The Committee then discussed recommending that the DHHS Secretary use the CFS grant review panel (CFS SEP) as a basis for the Roadmap’s new grant review procedures. Again this suggested that the Committee is not up to snuff with some of the more onerous problems at the NIH. The CFS SEP’s inability to ‘pass’ more CFS grants has been an area of contention for at least the past five years with the CAA going so far as to request that a new panel be convened for the last RFA. Thankfully this recommendation was tabled.

Dr. Jason then requested something that I, at least, think has been lacking – asking the CDC (but not the NIH?) to specify what they are spending their money on and what will be cut under the future budgets.

Patient Testimony. Five patient/advocates testified.

Mary Schweitzer (Ph.D) pointed out the costs having a well respected organization like the CDC state “There are no tests and no treatments for CFS’. She then went on to enumerate the very positive effects several treatments have had for her.

Marly Silverman , the founder of PANDORA –called for a Centers of Excellence program including a center in Florida, expressed hope regarding the Roadmap Initiative, and called for an FDA approved drug for CFS.

Barbara Soliday of the Miami CFIDS Support Group – Barbara Soliday’s daughter used to stay up at night doing calculus before she came down with CFS nine years ago and now the scientific community has lost a fine physicist. She called for a movement to increase physician awareness and to build Centers of Excellence to provide treatment, education and research. She said her nightmare was that something would to Dr. Klimas, her daughter’s physician.

Angela Linford, OFFER Member – was training for a marathon when she came down with CFS. A recent college graduate, Angela lost her job and had to move back with her mother. Her medical bills are $700 a month and she has no health insurance. Her chances of getting disability benefits appear to be remote.

Eileen Holderman, CFIDS Association of America – spoke of her experience with the recent Lobby and its objective, to increase NIH funding of CFS under the Roadmap Initiative.

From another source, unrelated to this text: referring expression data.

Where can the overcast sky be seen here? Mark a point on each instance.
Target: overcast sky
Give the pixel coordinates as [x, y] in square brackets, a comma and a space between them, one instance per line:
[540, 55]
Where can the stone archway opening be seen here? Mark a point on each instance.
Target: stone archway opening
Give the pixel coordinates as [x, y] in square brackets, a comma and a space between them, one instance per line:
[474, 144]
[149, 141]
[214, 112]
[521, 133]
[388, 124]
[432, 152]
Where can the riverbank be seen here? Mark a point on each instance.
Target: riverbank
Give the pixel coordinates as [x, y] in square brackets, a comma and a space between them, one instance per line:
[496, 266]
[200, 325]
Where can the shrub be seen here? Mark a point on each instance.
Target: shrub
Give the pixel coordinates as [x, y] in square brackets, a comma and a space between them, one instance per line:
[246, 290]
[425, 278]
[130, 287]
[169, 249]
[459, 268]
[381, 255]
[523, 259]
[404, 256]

Pat Fero of the Wisconsin CFIDS Association – talked of a low-cost national CO-OP campaign to find undiagnosed CFS patients and suggested the CFSAC find innovative ways to get CFS information into doctors’ offices.

Cort Johnson of Phoenix Rising – talked of the disconnect between the increasingly promising research findings and the dramatic reduction in NIH spending on CFS over the past five years. He recommended that the NIH employ a COE program to rejuvenate CFS research.